Re: Code pages and Unicode (wasn't really: RE: Endangered Alphabets) from Ken Whistler on 2011-08-19 (Unicode Mail List Archive)

From: Ken Whistler <kenw_at_sybase.com>
Date: Fri, 19 Aug 2011 15:24:59 -0700

On 8/19/2011 2:07 PM, Doug Ewell wrote:
> Technically, I think 10646 was always limited to 32,768 planes so that
> one could always address a code point with a 32-bit signed integer (a
> nod to the Java fans).

Well, yes, but it didn't really have anything to do with Java. Remember
that Java
wasn't released until 1995, but the 10646 architecture dates back to
circa 1986.
So more likely it was a nod to C implementations which would, it was
supposed,
have implemented the 2-, 3-, or 4-octet forms of 10646 with a wchar_t,
and which
would have wanted a signed 32 bit type to work. I suspect, by the way,
that that
limitation was probably originally brought to WG2 by the U.S. national body,
as they would have been the ones most worried about the C implementations
of 10646 multi-octet forms.

And the original architecture was also not really a full 32K planes in
the sense
that we now understand planes for Unicode and 10646. The original design
for 10646 was for a 1- to 4-octet encoding, with all octets conforming
to the
ISO 2022 specification. It used the option that the "working sets" for the
encoding octets would be the 94-unit ranges. So for G0: 0x21..0x7E and
for G1: 0xA1..0xFE. The other bytes C0, 0x20, 0x7F, C1, 0xA0, 0xFF, were
not used except for the single-octet form, as in 2022-conformant schemes
still used today for some East Asian character encodings.

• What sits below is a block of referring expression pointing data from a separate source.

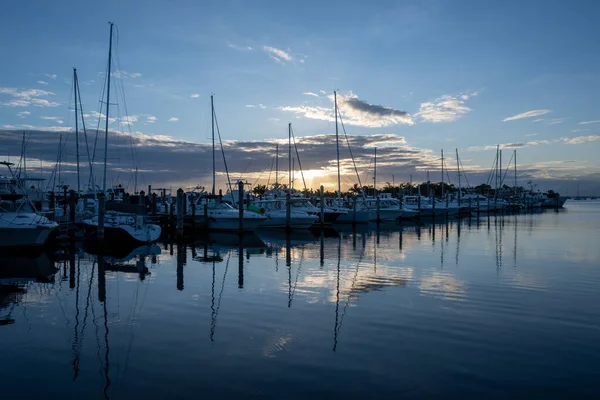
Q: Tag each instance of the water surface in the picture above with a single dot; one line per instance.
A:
(494, 307)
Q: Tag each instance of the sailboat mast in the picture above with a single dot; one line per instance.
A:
(75, 85)
(458, 171)
(212, 120)
(337, 144)
(276, 165)
(501, 177)
(375, 174)
(107, 107)
(442, 174)
(289, 156)
(515, 171)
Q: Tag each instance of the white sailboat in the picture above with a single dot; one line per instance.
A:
(119, 228)
(222, 217)
(20, 225)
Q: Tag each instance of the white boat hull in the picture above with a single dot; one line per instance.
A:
(24, 237)
(278, 220)
(385, 214)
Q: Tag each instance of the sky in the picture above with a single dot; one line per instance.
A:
(413, 78)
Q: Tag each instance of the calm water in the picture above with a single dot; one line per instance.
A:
(492, 307)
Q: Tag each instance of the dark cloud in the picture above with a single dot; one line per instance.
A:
(374, 109)
(167, 162)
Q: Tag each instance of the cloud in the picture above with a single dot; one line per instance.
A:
(240, 48)
(372, 115)
(527, 114)
(581, 139)
(27, 97)
(516, 145)
(128, 120)
(554, 121)
(55, 119)
(277, 54)
(354, 112)
(445, 108)
(120, 74)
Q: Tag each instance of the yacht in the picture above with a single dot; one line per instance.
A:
(276, 213)
(20, 225)
(423, 206)
(222, 217)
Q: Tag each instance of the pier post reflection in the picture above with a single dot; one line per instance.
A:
(181, 258)
(241, 263)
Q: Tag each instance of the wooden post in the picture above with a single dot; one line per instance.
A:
(72, 205)
(241, 205)
(193, 207)
(447, 204)
(52, 201)
(101, 210)
(322, 194)
(288, 212)
(153, 206)
(179, 226)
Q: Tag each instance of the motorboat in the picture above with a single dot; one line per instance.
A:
(20, 224)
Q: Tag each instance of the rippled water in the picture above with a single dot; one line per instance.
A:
(494, 307)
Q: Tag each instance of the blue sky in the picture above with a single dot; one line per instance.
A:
(459, 70)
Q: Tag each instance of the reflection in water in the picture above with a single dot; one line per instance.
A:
(385, 289)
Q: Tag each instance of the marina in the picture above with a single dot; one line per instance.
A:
(495, 304)
(299, 201)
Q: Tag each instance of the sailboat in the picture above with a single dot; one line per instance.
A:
(119, 228)
(346, 215)
(20, 225)
(222, 216)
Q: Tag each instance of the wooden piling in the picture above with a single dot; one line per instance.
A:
(179, 225)
(240, 205)
(101, 211)
(322, 215)
(153, 205)
(288, 212)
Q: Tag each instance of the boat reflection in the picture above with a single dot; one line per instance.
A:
(17, 272)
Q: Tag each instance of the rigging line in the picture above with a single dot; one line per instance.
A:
(257, 179)
(490, 177)
(99, 112)
(507, 169)
(213, 325)
(87, 147)
(349, 148)
(298, 157)
(464, 173)
(271, 171)
(222, 150)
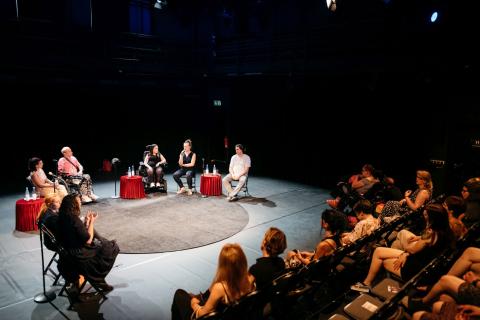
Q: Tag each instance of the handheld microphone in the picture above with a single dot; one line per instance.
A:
(50, 173)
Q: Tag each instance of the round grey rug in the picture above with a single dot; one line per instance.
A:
(167, 222)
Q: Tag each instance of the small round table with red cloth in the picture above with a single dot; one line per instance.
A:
(26, 214)
(211, 184)
(131, 187)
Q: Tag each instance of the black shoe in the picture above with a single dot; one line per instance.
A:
(105, 287)
(416, 304)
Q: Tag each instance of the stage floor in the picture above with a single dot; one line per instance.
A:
(145, 283)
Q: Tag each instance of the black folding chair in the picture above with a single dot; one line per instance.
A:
(68, 259)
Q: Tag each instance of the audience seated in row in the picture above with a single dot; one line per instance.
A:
(230, 283)
(365, 225)
(410, 253)
(358, 183)
(471, 194)
(334, 223)
(413, 200)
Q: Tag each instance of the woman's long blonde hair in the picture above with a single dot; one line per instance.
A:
(233, 270)
(427, 180)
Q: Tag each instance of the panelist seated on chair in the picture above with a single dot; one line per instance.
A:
(42, 184)
(240, 164)
(72, 171)
(186, 161)
(92, 255)
(154, 161)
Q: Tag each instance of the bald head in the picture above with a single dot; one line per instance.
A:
(66, 151)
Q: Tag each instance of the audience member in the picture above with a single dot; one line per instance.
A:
(366, 222)
(93, 255)
(357, 186)
(270, 264)
(334, 223)
(455, 207)
(406, 263)
(471, 194)
(412, 200)
(231, 282)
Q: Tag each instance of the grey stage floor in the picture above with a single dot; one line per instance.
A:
(145, 283)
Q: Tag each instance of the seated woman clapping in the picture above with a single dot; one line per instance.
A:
(418, 251)
(231, 282)
(412, 201)
(334, 222)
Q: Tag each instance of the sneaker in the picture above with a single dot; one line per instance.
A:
(359, 286)
(414, 304)
(333, 203)
(181, 190)
(86, 199)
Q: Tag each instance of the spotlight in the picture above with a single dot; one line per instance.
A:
(160, 4)
(332, 5)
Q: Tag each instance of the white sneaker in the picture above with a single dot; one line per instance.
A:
(360, 287)
(182, 190)
(86, 199)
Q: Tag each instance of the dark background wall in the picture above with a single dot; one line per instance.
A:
(313, 95)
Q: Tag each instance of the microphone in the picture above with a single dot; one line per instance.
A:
(51, 174)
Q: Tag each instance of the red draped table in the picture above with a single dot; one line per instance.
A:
(131, 187)
(211, 184)
(26, 214)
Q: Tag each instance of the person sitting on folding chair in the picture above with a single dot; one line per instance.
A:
(186, 161)
(48, 216)
(43, 185)
(154, 161)
(240, 163)
(72, 170)
(93, 255)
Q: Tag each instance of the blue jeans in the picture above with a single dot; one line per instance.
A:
(184, 172)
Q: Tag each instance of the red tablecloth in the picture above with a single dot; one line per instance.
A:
(26, 214)
(211, 184)
(131, 187)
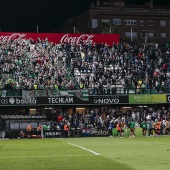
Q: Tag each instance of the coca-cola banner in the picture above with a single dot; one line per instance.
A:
(60, 38)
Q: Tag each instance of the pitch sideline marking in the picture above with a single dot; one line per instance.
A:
(4, 157)
(84, 149)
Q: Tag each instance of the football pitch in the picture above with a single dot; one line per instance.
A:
(86, 153)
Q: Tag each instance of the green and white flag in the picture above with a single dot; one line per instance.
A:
(53, 93)
(28, 95)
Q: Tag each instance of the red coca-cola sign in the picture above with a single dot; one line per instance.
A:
(60, 38)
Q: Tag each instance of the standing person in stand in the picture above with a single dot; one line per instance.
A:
(144, 127)
(167, 125)
(118, 129)
(29, 130)
(66, 129)
(110, 128)
(39, 129)
(122, 125)
(132, 128)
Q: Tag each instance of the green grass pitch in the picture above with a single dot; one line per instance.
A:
(86, 153)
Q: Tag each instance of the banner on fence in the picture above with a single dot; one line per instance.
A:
(147, 98)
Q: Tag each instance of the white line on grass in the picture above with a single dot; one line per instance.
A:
(84, 149)
(5, 157)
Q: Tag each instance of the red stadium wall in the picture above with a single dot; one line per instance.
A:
(63, 38)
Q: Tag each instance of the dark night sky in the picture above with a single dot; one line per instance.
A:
(25, 15)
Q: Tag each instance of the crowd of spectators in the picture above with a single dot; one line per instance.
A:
(101, 117)
(85, 66)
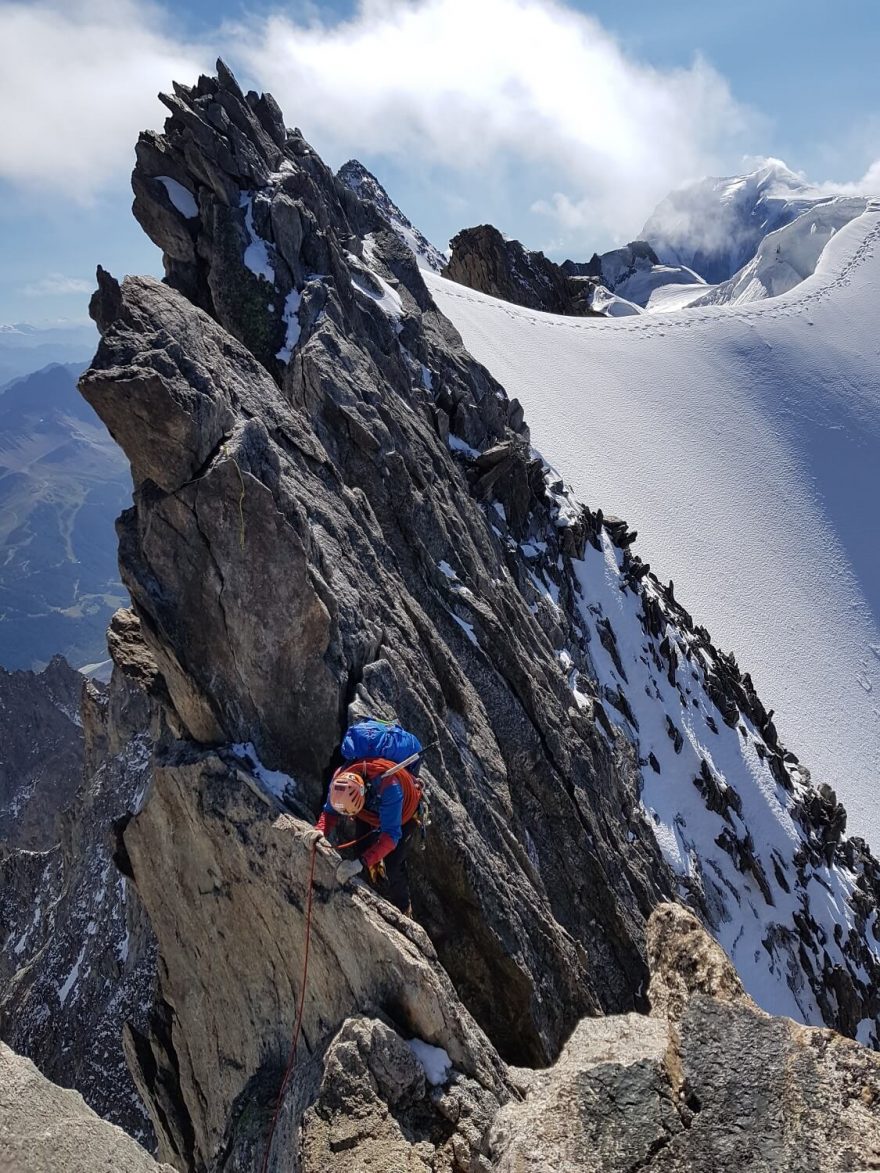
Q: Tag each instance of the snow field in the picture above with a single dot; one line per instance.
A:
(742, 442)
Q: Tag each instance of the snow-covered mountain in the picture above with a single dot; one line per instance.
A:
(399, 547)
(786, 256)
(743, 443)
(716, 224)
(366, 185)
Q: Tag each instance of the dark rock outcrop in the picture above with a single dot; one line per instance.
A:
(45, 1129)
(485, 260)
(367, 188)
(338, 512)
(708, 1082)
(41, 763)
(76, 953)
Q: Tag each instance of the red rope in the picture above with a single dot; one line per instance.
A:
(295, 1039)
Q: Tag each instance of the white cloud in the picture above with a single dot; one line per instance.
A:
(78, 81)
(496, 87)
(58, 285)
(464, 85)
(867, 185)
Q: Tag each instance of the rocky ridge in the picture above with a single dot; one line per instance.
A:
(633, 272)
(41, 767)
(485, 260)
(337, 512)
(367, 188)
(76, 954)
(663, 1093)
(45, 1129)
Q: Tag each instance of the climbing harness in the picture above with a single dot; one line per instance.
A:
(297, 1028)
(394, 767)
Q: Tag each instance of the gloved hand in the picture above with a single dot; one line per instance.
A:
(349, 868)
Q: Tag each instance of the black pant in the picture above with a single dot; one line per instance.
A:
(396, 886)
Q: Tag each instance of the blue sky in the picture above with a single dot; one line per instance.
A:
(562, 123)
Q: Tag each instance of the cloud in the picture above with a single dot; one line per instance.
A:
(867, 185)
(58, 285)
(467, 85)
(78, 81)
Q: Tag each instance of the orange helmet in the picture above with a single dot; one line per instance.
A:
(347, 792)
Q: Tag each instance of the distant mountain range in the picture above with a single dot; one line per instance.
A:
(62, 483)
(26, 347)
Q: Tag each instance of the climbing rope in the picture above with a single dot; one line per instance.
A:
(297, 1028)
(241, 497)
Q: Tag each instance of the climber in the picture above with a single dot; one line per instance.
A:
(384, 801)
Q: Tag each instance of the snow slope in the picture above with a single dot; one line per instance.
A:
(789, 256)
(743, 442)
(716, 224)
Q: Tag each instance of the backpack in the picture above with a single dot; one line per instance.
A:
(371, 738)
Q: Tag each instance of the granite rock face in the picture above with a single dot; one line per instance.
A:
(227, 876)
(45, 1129)
(41, 765)
(708, 1082)
(485, 260)
(76, 953)
(369, 189)
(337, 512)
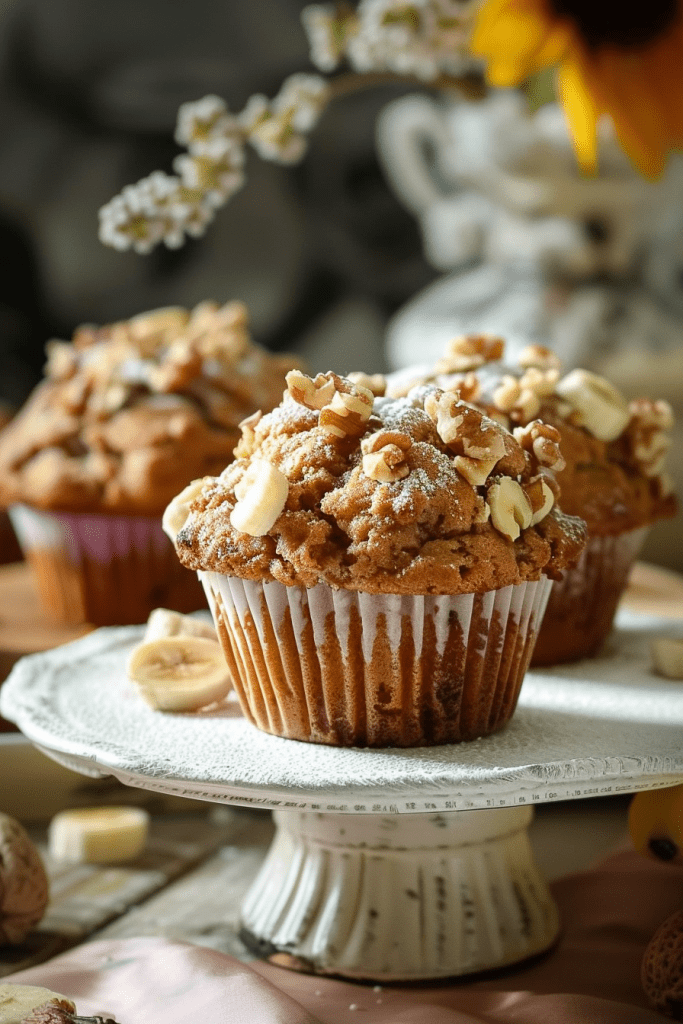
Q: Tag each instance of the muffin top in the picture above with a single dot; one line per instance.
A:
(417, 495)
(614, 452)
(129, 413)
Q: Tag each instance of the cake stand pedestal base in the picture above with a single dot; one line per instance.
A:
(399, 897)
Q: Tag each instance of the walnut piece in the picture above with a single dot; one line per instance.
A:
(539, 355)
(541, 499)
(510, 508)
(469, 351)
(176, 513)
(384, 456)
(245, 445)
(542, 441)
(374, 382)
(24, 886)
(261, 497)
(466, 430)
(648, 433)
(348, 412)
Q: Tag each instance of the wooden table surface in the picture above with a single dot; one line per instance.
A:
(201, 858)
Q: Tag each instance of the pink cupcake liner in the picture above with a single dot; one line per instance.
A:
(104, 569)
(375, 670)
(583, 604)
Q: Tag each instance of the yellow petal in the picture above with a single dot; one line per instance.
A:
(581, 111)
(496, 12)
(554, 47)
(633, 105)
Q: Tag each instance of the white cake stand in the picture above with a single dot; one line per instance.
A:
(390, 864)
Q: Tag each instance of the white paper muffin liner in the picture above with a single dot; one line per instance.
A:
(102, 568)
(375, 670)
(583, 604)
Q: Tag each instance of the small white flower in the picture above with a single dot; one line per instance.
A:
(274, 139)
(203, 121)
(301, 99)
(217, 172)
(423, 38)
(326, 35)
(136, 218)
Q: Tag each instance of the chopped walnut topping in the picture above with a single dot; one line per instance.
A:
(470, 351)
(465, 429)
(648, 433)
(596, 404)
(384, 456)
(468, 387)
(539, 355)
(181, 366)
(261, 497)
(507, 393)
(387, 465)
(382, 437)
(520, 397)
(542, 440)
(312, 393)
(475, 471)
(61, 360)
(349, 410)
(542, 382)
(373, 382)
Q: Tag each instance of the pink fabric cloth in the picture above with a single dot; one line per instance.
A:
(591, 977)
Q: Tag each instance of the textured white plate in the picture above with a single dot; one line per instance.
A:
(598, 727)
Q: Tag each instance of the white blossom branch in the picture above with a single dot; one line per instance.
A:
(423, 41)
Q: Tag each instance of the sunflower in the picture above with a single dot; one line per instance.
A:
(625, 60)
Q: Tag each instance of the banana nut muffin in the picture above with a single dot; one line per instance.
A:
(613, 474)
(377, 567)
(128, 414)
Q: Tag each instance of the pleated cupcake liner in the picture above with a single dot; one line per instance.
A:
(583, 604)
(100, 568)
(351, 669)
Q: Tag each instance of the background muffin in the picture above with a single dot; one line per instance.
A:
(377, 567)
(612, 477)
(127, 414)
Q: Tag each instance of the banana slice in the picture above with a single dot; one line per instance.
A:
(164, 623)
(98, 835)
(179, 673)
(16, 1001)
(601, 409)
(668, 656)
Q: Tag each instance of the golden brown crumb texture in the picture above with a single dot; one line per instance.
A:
(129, 413)
(342, 484)
(614, 452)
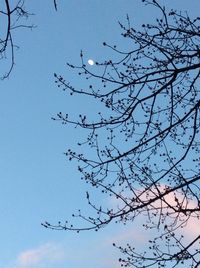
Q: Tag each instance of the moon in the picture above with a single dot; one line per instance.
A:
(90, 62)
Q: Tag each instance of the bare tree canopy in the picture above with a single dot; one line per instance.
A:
(145, 147)
(13, 16)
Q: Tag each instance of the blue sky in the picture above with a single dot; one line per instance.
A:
(36, 181)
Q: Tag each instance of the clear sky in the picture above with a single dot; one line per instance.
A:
(36, 181)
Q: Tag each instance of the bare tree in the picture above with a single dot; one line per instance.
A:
(149, 160)
(12, 14)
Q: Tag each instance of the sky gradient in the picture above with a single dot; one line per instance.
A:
(36, 181)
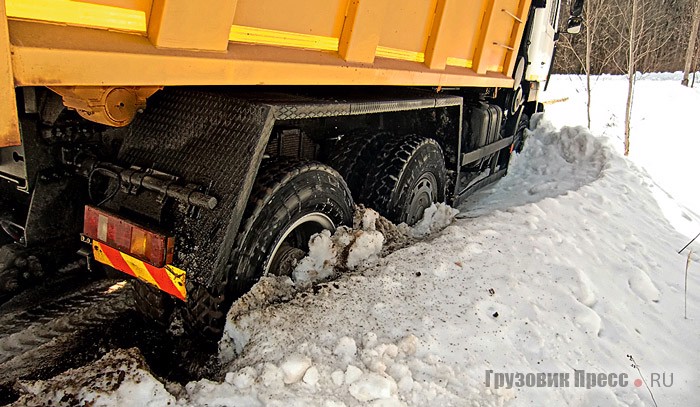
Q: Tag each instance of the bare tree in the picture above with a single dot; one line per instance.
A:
(631, 72)
(643, 35)
(690, 52)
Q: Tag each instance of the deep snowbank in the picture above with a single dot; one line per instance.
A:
(664, 139)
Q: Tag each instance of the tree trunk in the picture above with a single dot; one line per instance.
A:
(690, 52)
(589, 47)
(631, 73)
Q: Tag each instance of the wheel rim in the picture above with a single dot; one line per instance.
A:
(293, 243)
(422, 196)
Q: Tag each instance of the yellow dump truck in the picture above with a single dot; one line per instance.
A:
(198, 145)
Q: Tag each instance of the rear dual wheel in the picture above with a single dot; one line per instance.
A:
(407, 178)
(290, 201)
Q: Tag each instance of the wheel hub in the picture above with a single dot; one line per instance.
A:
(422, 196)
(293, 243)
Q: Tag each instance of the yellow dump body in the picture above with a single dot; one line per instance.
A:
(62, 43)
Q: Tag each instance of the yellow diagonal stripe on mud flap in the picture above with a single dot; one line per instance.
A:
(139, 269)
(177, 276)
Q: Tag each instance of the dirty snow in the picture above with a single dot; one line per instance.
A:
(569, 263)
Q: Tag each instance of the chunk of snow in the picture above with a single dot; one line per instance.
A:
(294, 367)
(352, 374)
(372, 386)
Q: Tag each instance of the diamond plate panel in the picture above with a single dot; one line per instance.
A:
(214, 140)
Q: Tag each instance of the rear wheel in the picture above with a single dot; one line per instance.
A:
(355, 154)
(409, 178)
(291, 201)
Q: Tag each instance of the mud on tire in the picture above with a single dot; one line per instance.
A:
(391, 185)
(284, 191)
(353, 156)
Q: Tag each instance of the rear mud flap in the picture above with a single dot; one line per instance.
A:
(208, 138)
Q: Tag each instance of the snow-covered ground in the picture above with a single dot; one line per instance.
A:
(665, 139)
(568, 264)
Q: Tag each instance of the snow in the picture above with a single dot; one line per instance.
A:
(664, 135)
(568, 263)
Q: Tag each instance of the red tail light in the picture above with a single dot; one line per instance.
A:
(127, 237)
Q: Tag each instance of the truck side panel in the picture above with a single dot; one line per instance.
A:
(9, 123)
(449, 32)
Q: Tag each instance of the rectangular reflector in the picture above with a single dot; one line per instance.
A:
(128, 237)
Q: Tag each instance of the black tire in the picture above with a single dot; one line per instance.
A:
(285, 191)
(519, 139)
(391, 185)
(353, 156)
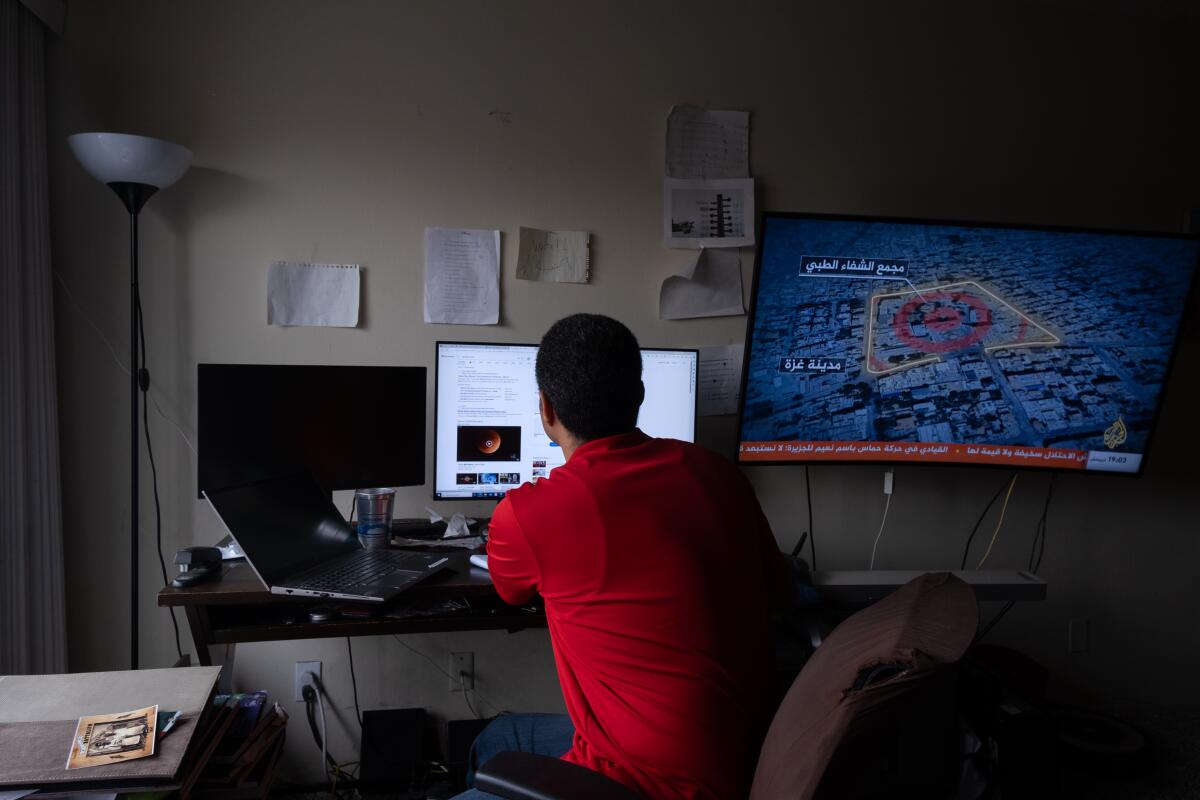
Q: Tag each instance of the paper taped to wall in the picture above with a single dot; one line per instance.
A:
(719, 379)
(708, 144)
(557, 256)
(312, 294)
(708, 214)
(462, 276)
(712, 287)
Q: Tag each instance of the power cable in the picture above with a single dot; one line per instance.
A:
(354, 683)
(144, 385)
(883, 522)
(966, 549)
(999, 522)
(1039, 537)
(813, 539)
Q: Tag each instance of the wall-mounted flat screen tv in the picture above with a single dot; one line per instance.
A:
(876, 340)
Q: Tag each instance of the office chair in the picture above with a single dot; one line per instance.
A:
(870, 715)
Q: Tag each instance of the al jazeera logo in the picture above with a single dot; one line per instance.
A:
(1115, 434)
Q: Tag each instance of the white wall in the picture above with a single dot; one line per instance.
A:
(339, 131)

And the octets were then designated G (group) P (plane) R (row) and C.

The 1-octet form thus allowed 95 + 96 = 191 code positions.

The 2-octet form thus allowed (94 + 94)^2 = 35,344 code positions

The 3-octet form thus allowed (94 + 94)^3 = 6,644,672 code positions

The Group octet was constrained to the low set of 94. (This is the origin
of the constraint to half the planes, which would keep wchar_t
implementations
out of negative signed range.)

The 4-octet form thus allowed 94 * (94 +94)^3 = 624,599,168 code positions

The grand total for all possible forms was the sum of those values or:

*631,279,375* code positions

(before various *other* set-asides for "plane swapping" and private
use start getting taken into account)

>
> Of course, 2.1 billion characters is also overkill, but the advent of
> UTF-16 was how we ended up with 17 planes.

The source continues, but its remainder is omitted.